Pat Goggins nearly died that day.
On Jan. 26, Goggins, owner of P.A.Y.S. Auction Yard, suffered a heart attack while watching his grandson play basketball at Shepherd High School. Luckily for him, St. Vincent Healthcare nurse Kristin Lepley was working in the concessions stand. She and others performed cardiopulmonary resuscitation on Goggins until he was flown by helicopter to St. Vincent Healthcare.
"I really feel like anyone would have stood up and started CPR on him," Lepley said.
Goggins, 77, spent 17 days in the St. Vincent Healthcare New Hope Rehabilitation Center and, as attendees of Friday morning's Public Auction Yards bull sale can attest, he's back to his old self.
"It was 17 days that I was in New Hope," Goggins said in a speech at the Vermillion Ranch Spring Auction. In honor of those 17 days, he donated Lot 17, a bull sired by Danny Boy, to New Hope and St. Vincent's cardiovascular wing. "As much as they've done for me and my family, we wanted to help them."
In the speech that prompted a jest from his son, auctioneer Joe Goggins, reminding him that air-time cost $4,000 a minute, Goggins thanked the staff at St. Vincent Healthcare for its help in his recovery.
"The first thing they teach people is to want to," he said. "They want to get better and they want to live."
Before the auction, Goggins relaxed in his wood-paneled office, surrounded by cowboy sculptures, friends and family. Many of his grandchildren and great-grandchildren were in attendance.

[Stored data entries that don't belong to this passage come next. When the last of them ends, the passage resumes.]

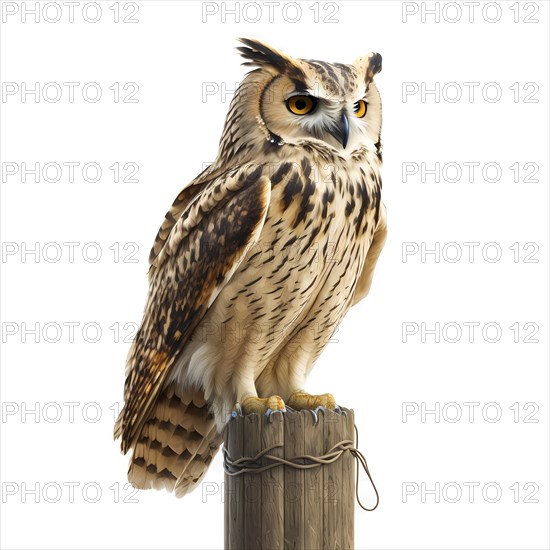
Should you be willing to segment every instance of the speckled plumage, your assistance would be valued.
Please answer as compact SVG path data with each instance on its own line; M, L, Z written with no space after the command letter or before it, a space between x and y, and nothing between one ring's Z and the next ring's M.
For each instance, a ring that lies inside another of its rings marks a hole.
M381 57L329 64L242 42L257 68L231 103L216 161L179 194L153 245L115 427L133 449L130 481L178 496L206 471L236 403L304 389L368 293L386 236ZM311 115L287 108L298 93L316 98ZM361 98L366 115L348 122Z

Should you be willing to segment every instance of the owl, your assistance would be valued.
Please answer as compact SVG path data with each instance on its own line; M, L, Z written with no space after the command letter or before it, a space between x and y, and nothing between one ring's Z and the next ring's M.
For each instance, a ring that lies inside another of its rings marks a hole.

Former Sen. Conrad Burns stopped by to pay him a visit.
"If you hadn't asked us Lutherans to pray for you, you wouldn't be here today," Burns joked. "You sure were suffering when I saw you at the hospital. I saw you and I thought, for a man who wants to live to be 100, you're sure picking a funny way to go about it."
While Goggins was recovering from his heart attack, he and his family received a lot of support in the form of prayer. At the next Shepherd High School basketball game, the team members knelt in a circle and prayed for Goggins' recovery, said his wife, Babe.
It's not just the support that Goggins remembers from his stay at New Hope. It was the feeling he got, the inspiration the staff there gave him.
"They bring out the want-to in you," he said. "God puts the want-to in people and they really exemplify it."
And what Goggins wanted to do was give back to the people who helped save his life.
"If they save your life, you owe them something back," he said. "That's just how it is."
So at the auction, Lot 17, now named Vermillion DB (Danny Boy) New Hope, was sold twice, with all proceeds going to St. Vincent Healthcare. The bull was first bought by Goggins' son, Joe, the auctioneer, for $5,500. He immediately donated New Hope back to the auction yard and put him up for sale again, where he went for $5,750 to Warren and Sherry Thompson of Lander, Wyo.
Goggins will write a check for the total amount, and that money will go to St. Vincent Healthcare.
"Mom, make sure he writes the check," Joe Goggins kidded.
During the auction, it was also announced that US Bank is donating a defibrillator to Shepherd High School to be kept on site.
"We have chosen Shepherd High School in honor of Pat Goggins," said Pat Capser with US Bank. "Having experience that day in late January, when we thought we lost Pat, and seeing him here today, I know that miracles do happen."
One of those miracles was Goggins' generosity.
"I'm very close to the family," Lepley said. "I think Pat was so generous in donating Lot 17 to St. Vincent Healthcare. I wanted to be here to support him and his family."
Goggins wouldn't think he's being generous, just passing on that spirit of "want-to."
"It's due to all of these people for their caring, the staff at that hospital," he said. "I've never seen so many people so caring."